The pipeline is a single, reproducible path from data to hardware. Each stage feeds the next, and the final stage produces files that go straight into a synthesis or simulation flow:

Stage	Output
1. Synthetic dataset	Labeled sequences for a streaming decode task
2. Train logistic decoder	Floating-point reference model and metrics
3. Quantize weights	16-bit fixed-point weights and features
4. Emit RTL	Synthesizable Verilog module
5. Emit testbench	Auto-generated testbench for iverilog

Because every stage is generated from the same trained model, the hardware is a faithful, reproducible artifact of the model rather than a separate manual reimplementation. There is no hand-written HDL between the Python model and the synthesizable Verilog.

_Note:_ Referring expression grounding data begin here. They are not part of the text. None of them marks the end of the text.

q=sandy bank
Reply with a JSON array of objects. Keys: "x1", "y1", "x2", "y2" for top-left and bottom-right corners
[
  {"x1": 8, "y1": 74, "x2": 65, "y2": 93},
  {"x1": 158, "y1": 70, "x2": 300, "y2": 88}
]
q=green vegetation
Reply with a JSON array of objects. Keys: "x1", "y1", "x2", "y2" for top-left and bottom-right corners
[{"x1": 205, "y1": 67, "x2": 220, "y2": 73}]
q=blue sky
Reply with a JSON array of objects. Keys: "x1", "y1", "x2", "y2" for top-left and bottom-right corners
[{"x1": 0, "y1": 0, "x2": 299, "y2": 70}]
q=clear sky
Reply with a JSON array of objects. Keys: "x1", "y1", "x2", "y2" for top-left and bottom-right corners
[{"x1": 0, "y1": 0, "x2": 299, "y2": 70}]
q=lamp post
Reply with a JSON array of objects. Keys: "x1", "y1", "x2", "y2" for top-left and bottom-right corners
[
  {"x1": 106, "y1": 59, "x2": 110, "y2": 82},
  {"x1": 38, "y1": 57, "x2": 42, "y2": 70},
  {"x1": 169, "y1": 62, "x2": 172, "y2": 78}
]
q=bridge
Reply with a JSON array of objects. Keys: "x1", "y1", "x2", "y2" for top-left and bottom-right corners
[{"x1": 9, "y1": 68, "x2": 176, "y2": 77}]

The Decoder and Fixed-Point Quantization

The example module is an 8-ROI logistic decoder with a 4-frame history buffer. The buffer lets the decoder condition on recent frames, which suits the streaming nature of closed-loop neural recording, where each new frame arrives in sequence and a decision is needed with low latency.

Parameter	Value
Regions of interest (ROI)	8
History buffer	4 frames
Feature width	16-bit
Weight width	16-bit
Accumulator width	48-bit

Quantization maps the trained float weights to 16-bit fixed-point, with 16-bit features and a 48-bit accumulator sized to hold the running dot product without overflow across the history window. The wide accumulator is what lets the integer datapath track the floating-point reference closely; the resulting accuracy loss is less than 2%.

RTL Generation and Testbench

From the quantized model the pipeline emits a synthesizable Verilog module and an auto-generated testbench. The testbench drives the module with held-out sequences and compares the integer RTL output against the floating-point reference, so correctness is checked rather than assumed.

The generated testbench passes iverilog simulation. This is the key validation step: the integer RTL behavior is validated against the floating-point reference on held-out sequences, confirming that the quantized hardware reproduces the trained model's decisions within the reported accuracy loss.

Results

The float decoder is accurate on the example task, and the accuracy survives quantization. AUROC near 1.0 indicates the decoder separates the classes cleanly, and the small drop after fixed-point conversion shows the integer datapath preserves that behavior.

0.9781

Eval accuracy

Held-out evaluation accuracy of the trained logistic decoder.

0.9986

Eval AUROC

Held-out evaluation AUROC, indicating near-clean class separation.

Metric	Value
Train accuracy	0.9816
Eval accuracy	0.9781
Eval AUROC	0.9986
Accuracy loss after fixed-point quantization	< 2%

Train accuracy of 0.9816 and eval accuracy of 0.9781 are close, and the less-than-2% loss after fixed-point quantization means the synthesizable RTL behaves like the float reference rather than a degraded approximation of it.

Discussion

The result of interest is RTL synthesis from Python models without hand-written HDL. A practitioner trains a decoder in the usual way and receives synthesizable Verilog plus a testbench that already passes iverilog, with the integer behavior checked against the float reference. The manual, error-prone step of reimplementing a model in HDL is removed from the loop.

For closed-loop neural decoding this matters because the inference has to run on-device with low latency. Emitting fixed-point RTL directly from the trained model keeps the deployed hardware in step with the validated model, and the auto-generated testbench makes each regenerated module re-verifiable against the same reference.

Conclusion

We turn a trained logistic decoder into synthesizable hardware along a single reproducible path: synthetic dataset, trained float model, 16-bit fixed-point quantization, and emitted Verilog RTL with an auto-generated testbench. The example 8-ROI decoder reaches 0.9781 eval accuracy and 0.9986 eval AUROC, loses less than 2% accuracy after quantization, and passes iverilog simulation with the integer RTL validated against the float reference. The path from a Python model to silicon, with no hand-written HDL, is the contribution we report.